Johnston Kadina E, Fannjiang Clara, Wittmann Bruce J, Hie Brian L, Yang Kevin K, Wu Zachary
California Institute of Technology.
University of California, Berkeley.
ArXiv. 2023 May 26:arXiv:2305.16634v1.
Directed evolution of proteins has been the most effective method for protein engineering. However, a new paradigm is emerging, fusing the library generation and screening approaches of traditional directed evolution with computation through the training of machine learning models on protein sequence fitness data. This chapter highlights successful applications of machine learning to protein engineering and directed evolution, organized by the improvements that have been made with respect to each step of the directed evolution cycle.

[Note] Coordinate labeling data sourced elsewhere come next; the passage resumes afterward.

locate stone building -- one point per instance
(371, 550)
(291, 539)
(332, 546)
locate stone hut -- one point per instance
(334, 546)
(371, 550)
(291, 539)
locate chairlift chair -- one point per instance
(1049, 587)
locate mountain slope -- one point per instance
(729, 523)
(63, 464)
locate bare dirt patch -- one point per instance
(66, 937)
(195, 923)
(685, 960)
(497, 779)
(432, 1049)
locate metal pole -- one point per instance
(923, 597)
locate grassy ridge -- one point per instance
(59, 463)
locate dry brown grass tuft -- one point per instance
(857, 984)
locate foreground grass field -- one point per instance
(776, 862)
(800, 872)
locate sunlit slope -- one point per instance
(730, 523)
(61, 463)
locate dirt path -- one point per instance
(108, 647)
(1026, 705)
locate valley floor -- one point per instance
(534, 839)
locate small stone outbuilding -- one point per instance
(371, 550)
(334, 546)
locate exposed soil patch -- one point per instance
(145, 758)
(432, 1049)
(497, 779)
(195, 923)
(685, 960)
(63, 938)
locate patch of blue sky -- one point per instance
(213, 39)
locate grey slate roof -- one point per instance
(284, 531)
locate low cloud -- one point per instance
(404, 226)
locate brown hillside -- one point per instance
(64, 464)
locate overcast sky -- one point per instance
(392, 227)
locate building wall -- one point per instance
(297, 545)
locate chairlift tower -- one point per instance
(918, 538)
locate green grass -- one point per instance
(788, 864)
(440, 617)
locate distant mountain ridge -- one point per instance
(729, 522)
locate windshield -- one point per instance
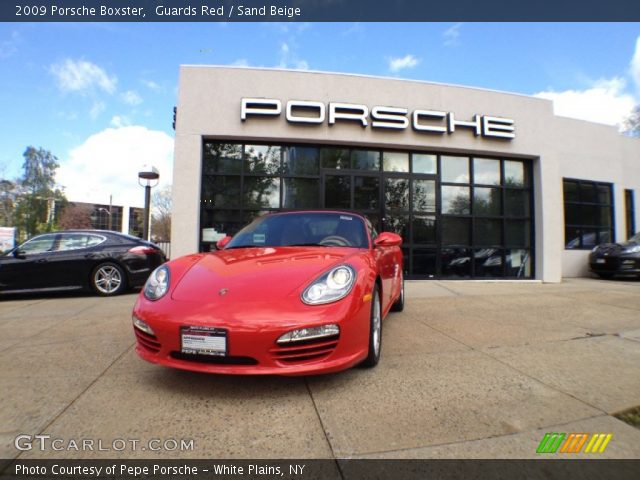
(302, 229)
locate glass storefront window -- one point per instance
(262, 159)
(424, 229)
(337, 191)
(300, 193)
(366, 193)
(425, 163)
(261, 192)
(487, 201)
(396, 193)
(301, 161)
(365, 160)
(222, 158)
(486, 171)
(454, 169)
(455, 200)
(337, 158)
(395, 161)
(424, 195)
(514, 173)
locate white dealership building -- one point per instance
(480, 184)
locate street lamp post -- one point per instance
(148, 178)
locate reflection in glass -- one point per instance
(301, 161)
(300, 193)
(486, 171)
(334, 158)
(396, 193)
(424, 229)
(222, 157)
(262, 159)
(425, 163)
(487, 262)
(487, 231)
(397, 224)
(514, 173)
(424, 262)
(261, 192)
(455, 200)
(365, 160)
(424, 195)
(456, 262)
(220, 191)
(455, 231)
(454, 169)
(337, 191)
(366, 193)
(395, 162)
(518, 233)
(518, 263)
(486, 201)
(516, 203)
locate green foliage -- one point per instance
(39, 202)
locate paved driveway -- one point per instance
(469, 370)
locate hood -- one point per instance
(257, 274)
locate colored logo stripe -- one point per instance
(550, 442)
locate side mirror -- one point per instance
(223, 242)
(388, 239)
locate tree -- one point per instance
(161, 214)
(76, 216)
(38, 205)
(631, 125)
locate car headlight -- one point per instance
(331, 286)
(157, 284)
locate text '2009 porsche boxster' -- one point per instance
(291, 294)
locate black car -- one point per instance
(609, 259)
(105, 261)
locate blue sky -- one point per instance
(100, 96)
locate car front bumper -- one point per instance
(252, 331)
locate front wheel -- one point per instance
(108, 279)
(375, 331)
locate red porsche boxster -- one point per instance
(293, 293)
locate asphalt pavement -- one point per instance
(468, 370)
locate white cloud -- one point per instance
(131, 98)
(96, 109)
(82, 76)
(118, 121)
(107, 163)
(604, 102)
(635, 64)
(452, 35)
(408, 61)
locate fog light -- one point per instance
(310, 333)
(140, 325)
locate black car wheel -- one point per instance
(398, 306)
(108, 279)
(375, 331)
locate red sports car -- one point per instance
(292, 293)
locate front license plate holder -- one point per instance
(204, 341)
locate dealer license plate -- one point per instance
(204, 341)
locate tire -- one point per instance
(398, 306)
(108, 279)
(375, 331)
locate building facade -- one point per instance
(480, 184)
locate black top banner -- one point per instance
(318, 10)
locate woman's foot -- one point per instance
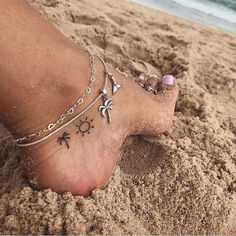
(82, 156)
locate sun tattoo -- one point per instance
(85, 126)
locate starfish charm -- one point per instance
(115, 85)
(107, 105)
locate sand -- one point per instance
(182, 182)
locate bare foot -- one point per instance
(42, 79)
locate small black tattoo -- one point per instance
(64, 138)
(85, 126)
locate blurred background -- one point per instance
(215, 13)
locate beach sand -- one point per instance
(182, 182)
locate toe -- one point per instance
(156, 111)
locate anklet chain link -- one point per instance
(72, 109)
(104, 108)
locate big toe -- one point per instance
(156, 109)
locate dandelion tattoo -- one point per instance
(64, 139)
(85, 126)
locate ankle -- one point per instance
(51, 97)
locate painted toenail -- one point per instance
(141, 77)
(168, 80)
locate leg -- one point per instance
(42, 74)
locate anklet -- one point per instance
(72, 109)
(104, 108)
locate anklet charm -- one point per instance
(84, 126)
(115, 86)
(107, 105)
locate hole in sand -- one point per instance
(140, 156)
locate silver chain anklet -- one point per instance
(104, 108)
(71, 110)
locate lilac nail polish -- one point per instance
(168, 80)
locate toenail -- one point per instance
(168, 80)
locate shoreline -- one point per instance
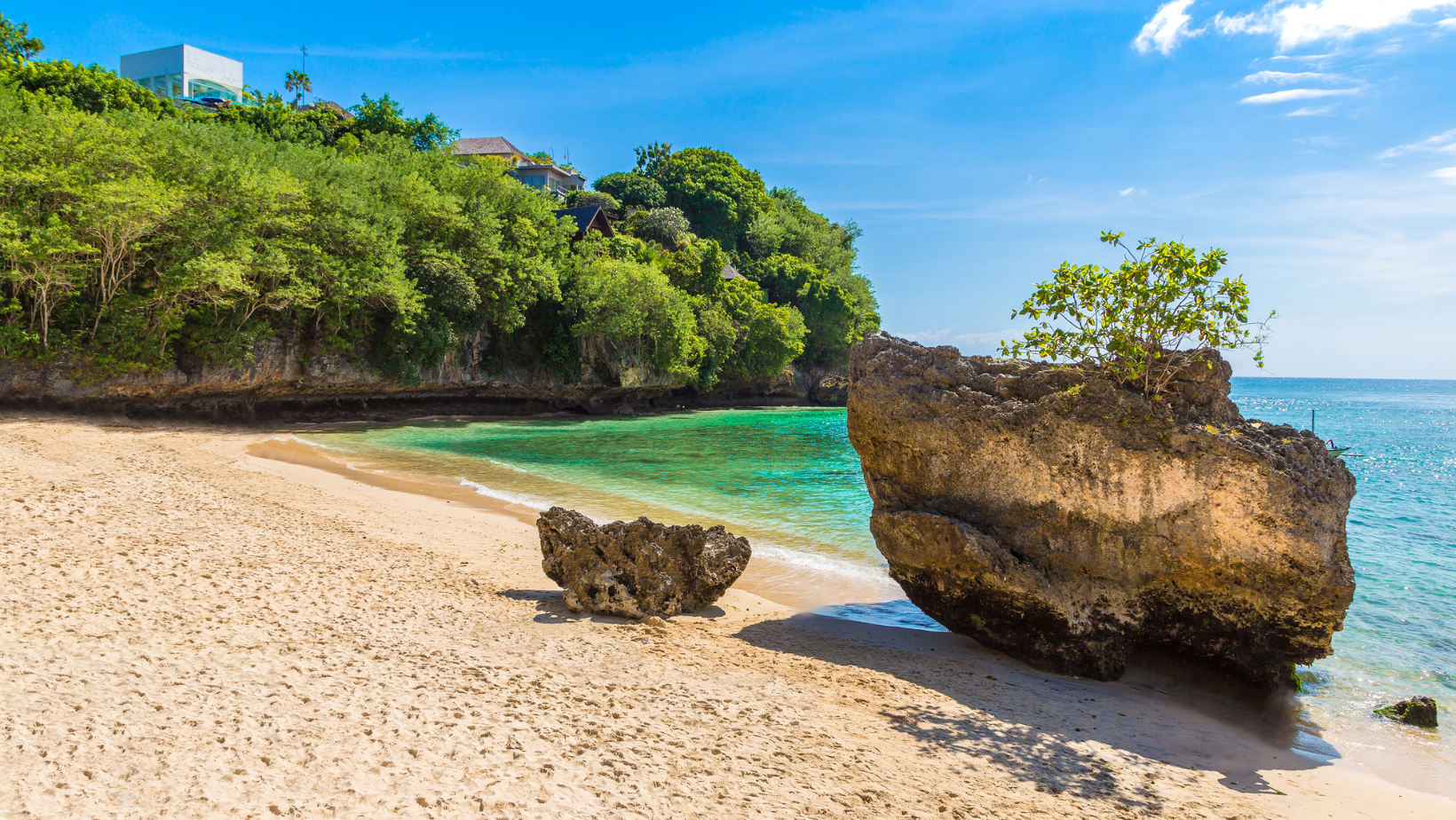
(133, 543)
(776, 572)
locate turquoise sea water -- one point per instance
(788, 479)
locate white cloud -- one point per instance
(1286, 77)
(1168, 27)
(1440, 143)
(1299, 22)
(1298, 93)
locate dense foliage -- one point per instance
(140, 235)
(1126, 322)
(798, 256)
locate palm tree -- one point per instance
(297, 82)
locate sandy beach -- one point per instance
(195, 631)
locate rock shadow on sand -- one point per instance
(1064, 734)
(550, 608)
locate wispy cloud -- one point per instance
(1440, 143)
(400, 51)
(1286, 77)
(1298, 22)
(962, 341)
(1167, 29)
(1298, 93)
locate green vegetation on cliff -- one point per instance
(137, 235)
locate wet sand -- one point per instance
(193, 631)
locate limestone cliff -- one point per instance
(1067, 520)
(289, 381)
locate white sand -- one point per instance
(190, 631)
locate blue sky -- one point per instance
(977, 145)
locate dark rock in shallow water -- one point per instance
(1066, 520)
(1417, 711)
(638, 568)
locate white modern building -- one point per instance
(186, 72)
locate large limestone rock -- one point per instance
(1067, 520)
(638, 568)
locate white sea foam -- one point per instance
(823, 564)
(534, 501)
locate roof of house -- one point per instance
(589, 217)
(331, 106)
(487, 146)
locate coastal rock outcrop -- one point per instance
(1417, 711)
(1067, 520)
(638, 568)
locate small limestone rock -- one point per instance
(1417, 711)
(638, 568)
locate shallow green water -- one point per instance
(785, 478)
(789, 481)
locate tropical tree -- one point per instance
(16, 44)
(632, 190)
(88, 88)
(297, 83)
(716, 194)
(1128, 320)
(664, 226)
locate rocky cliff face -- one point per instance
(287, 381)
(1067, 520)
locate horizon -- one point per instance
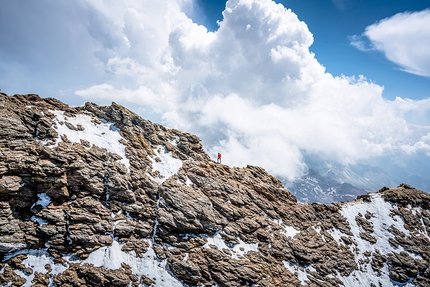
(265, 86)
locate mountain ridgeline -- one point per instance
(98, 196)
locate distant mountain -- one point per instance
(327, 182)
(98, 196)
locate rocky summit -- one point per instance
(98, 196)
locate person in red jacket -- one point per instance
(218, 160)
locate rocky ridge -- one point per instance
(98, 196)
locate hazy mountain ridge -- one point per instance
(97, 196)
(327, 182)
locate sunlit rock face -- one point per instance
(98, 196)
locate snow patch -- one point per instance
(289, 231)
(105, 135)
(37, 260)
(238, 249)
(167, 164)
(111, 257)
(381, 221)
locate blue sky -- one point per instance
(332, 22)
(264, 87)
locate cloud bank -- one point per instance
(251, 90)
(402, 38)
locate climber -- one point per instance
(218, 160)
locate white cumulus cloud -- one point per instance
(251, 90)
(403, 38)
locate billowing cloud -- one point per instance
(402, 38)
(251, 90)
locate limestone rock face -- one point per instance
(98, 196)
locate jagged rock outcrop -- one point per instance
(98, 196)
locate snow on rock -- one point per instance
(38, 220)
(38, 260)
(237, 250)
(111, 257)
(289, 231)
(105, 135)
(164, 163)
(381, 221)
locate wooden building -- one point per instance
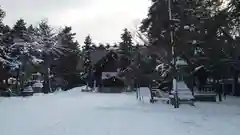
(105, 75)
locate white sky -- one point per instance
(102, 19)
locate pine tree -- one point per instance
(87, 58)
(70, 57)
(50, 48)
(20, 29)
(125, 48)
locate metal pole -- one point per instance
(176, 104)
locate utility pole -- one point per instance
(176, 102)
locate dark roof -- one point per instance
(95, 56)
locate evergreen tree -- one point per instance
(125, 48)
(50, 47)
(70, 57)
(2, 15)
(87, 59)
(20, 29)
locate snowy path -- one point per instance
(76, 113)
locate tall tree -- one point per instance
(20, 29)
(51, 47)
(125, 48)
(70, 57)
(87, 58)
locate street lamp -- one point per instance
(176, 103)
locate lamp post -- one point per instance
(176, 103)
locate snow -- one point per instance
(79, 113)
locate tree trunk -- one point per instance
(47, 85)
(235, 83)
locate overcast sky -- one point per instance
(102, 19)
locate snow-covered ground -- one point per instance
(77, 113)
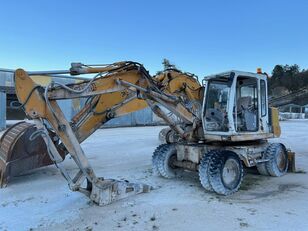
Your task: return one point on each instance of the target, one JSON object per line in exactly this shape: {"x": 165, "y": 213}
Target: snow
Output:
{"x": 41, "y": 200}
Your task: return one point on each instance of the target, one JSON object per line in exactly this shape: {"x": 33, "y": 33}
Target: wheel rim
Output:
{"x": 231, "y": 173}
{"x": 281, "y": 160}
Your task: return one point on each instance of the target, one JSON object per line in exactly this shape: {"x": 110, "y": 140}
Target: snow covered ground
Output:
{"x": 41, "y": 200}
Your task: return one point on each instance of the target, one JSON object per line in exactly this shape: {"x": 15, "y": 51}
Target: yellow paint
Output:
{"x": 275, "y": 121}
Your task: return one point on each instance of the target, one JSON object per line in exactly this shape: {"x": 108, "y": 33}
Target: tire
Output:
{"x": 225, "y": 172}
{"x": 262, "y": 169}
{"x": 277, "y": 164}
{"x": 203, "y": 171}
{"x": 162, "y": 159}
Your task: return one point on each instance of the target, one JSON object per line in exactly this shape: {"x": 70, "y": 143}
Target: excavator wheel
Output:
{"x": 162, "y": 160}
{"x": 277, "y": 155}
{"x": 225, "y": 172}
{"x": 18, "y": 154}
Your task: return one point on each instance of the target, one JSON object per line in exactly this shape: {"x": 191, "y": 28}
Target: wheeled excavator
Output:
{"x": 223, "y": 125}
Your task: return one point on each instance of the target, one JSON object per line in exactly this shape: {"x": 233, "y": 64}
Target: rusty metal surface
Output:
{"x": 18, "y": 154}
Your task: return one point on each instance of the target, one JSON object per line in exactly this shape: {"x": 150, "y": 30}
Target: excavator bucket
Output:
{"x": 18, "y": 154}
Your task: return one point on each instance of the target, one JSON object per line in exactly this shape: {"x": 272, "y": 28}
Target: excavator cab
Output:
{"x": 235, "y": 107}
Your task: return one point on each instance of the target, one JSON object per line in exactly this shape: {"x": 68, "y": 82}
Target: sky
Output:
{"x": 201, "y": 37}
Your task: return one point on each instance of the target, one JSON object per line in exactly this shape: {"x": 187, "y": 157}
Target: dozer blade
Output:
{"x": 18, "y": 154}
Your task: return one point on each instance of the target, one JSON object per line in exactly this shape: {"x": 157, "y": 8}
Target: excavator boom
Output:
{"x": 117, "y": 89}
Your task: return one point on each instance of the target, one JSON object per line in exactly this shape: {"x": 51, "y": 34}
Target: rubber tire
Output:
{"x": 271, "y": 165}
{"x": 203, "y": 171}
{"x": 217, "y": 162}
{"x": 262, "y": 169}
{"x": 160, "y": 160}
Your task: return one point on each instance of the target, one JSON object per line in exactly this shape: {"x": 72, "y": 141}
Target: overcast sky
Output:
{"x": 202, "y": 37}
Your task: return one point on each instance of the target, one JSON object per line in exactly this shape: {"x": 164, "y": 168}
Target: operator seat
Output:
{"x": 248, "y": 116}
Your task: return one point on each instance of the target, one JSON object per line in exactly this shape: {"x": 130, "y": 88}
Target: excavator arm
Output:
{"x": 115, "y": 90}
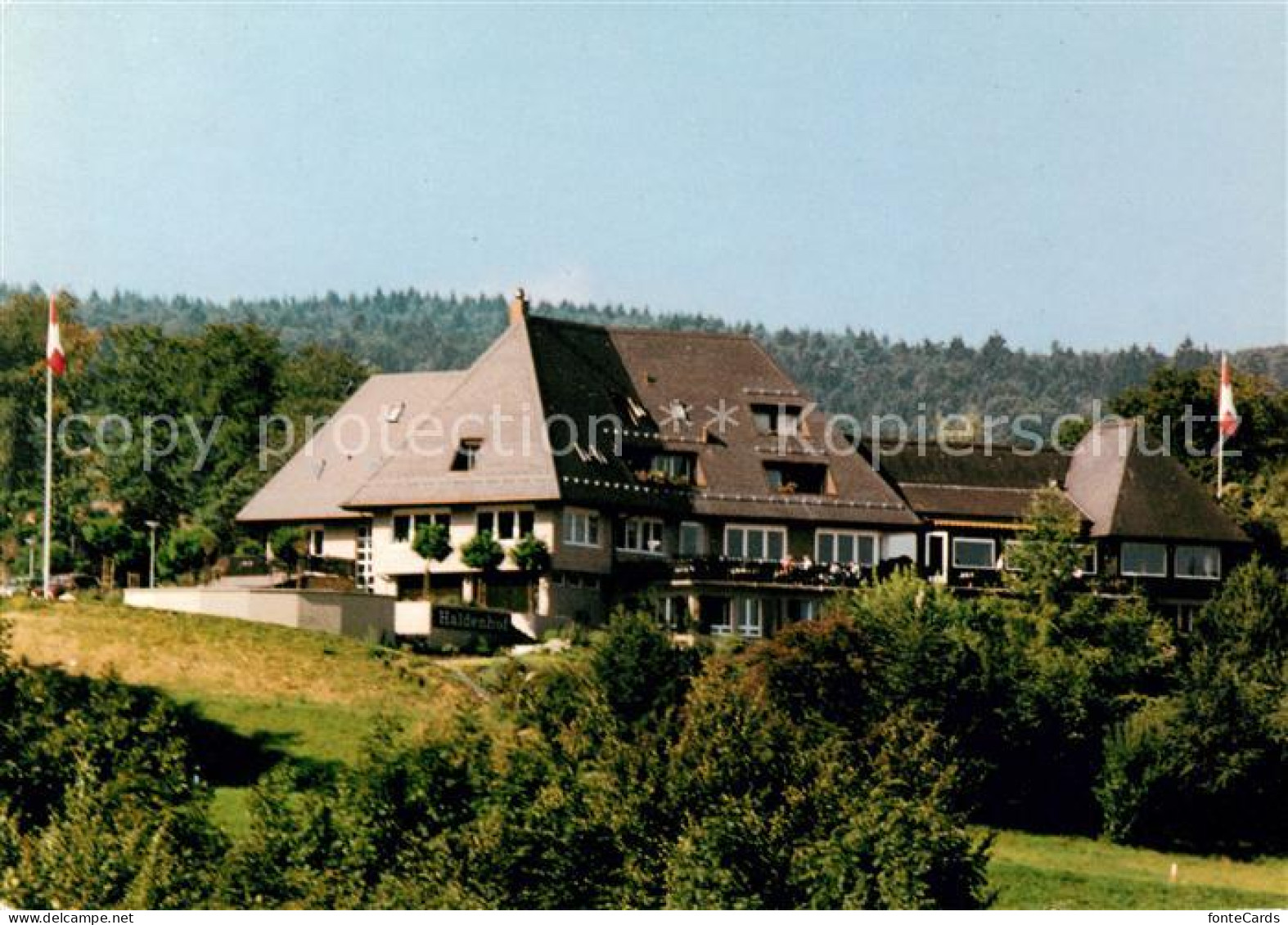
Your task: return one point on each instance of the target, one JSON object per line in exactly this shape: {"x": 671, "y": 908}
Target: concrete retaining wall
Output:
{"x": 363, "y": 617}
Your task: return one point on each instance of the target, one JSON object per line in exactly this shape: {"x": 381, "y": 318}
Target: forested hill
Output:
{"x": 854, "y": 372}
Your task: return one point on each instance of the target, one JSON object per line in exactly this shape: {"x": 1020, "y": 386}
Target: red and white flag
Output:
{"x": 1227, "y": 419}
{"x": 54, "y": 355}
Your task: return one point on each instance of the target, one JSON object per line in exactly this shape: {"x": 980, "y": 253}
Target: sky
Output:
{"x": 1091, "y": 174}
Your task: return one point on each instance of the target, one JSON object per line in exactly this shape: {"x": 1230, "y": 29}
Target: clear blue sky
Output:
{"x": 1091, "y": 174}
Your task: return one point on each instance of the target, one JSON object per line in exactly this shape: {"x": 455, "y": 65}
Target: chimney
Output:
{"x": 518, "y": 307}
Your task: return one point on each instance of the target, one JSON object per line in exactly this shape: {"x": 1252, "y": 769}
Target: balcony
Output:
{"x": 790, "y": 573}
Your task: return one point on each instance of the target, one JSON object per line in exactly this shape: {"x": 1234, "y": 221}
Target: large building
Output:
{"x": 687, "y": 469}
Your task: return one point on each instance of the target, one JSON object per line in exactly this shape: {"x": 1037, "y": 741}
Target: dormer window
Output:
{"x": 590, "y": 455}
{"x": 783, "y": 478}
{"x": 635, "y": 411}
{"x": 677, "y": 469}
{"x": 777, "y": 420}
{"x": 466, "y": 458}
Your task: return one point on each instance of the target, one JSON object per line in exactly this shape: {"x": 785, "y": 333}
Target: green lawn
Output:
{"x": 1047, "y": 871}
{"x": 287, "y": 695}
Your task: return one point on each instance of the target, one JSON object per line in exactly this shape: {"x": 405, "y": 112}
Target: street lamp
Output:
{"x": 152, "y": 551}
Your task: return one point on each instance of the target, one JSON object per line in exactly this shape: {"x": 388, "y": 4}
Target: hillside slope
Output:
{"x": 854, "y": 372}
{"x": 312, "y": 698}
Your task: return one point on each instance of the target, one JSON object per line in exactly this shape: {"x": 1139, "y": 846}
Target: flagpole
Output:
{"x": 49, "y": 469}
{"x": 1220, "y": 466}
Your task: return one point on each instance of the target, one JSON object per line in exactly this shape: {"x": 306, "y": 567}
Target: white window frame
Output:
{"x": 496, "y": 521}
{"x": 588, "y": 521}
{"x": 1176, "y": 554}
{"x": 417, "y": 520}
{"x": 704, "y": 546}
{"x": 966, "y": 541}
{"x": 643, "y": 527}
{"x": 755, "y": 528}
{"x": 857, "y": 536}
{"x": 746, "y": 608}
{"x": 1122, "y": 561}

Additionally, we provide an outlook for the future based on the current direction of the field, namely in the development of calibrated models and in incorporating other modalities, such as protein structure.
蛋白质的定向进化一直是蛋白质工程中最有效的方法。然而,一种新的模式正在出现,它将传统定向进化的文库生成和筛选方法与计算相结合,通过在蛋白质序列适应性数据上训练机器学习模型来实现。本章重点介绍机器学习在蛋白质工程和定向进化中的成功应用,按照定向进化周期各步骤所取得的改进进行组织。此外,我们根据该领域的当前发展方向,即校准模型的开发以及纳入其他模式(如蛋白质结构),对未来进行了展望。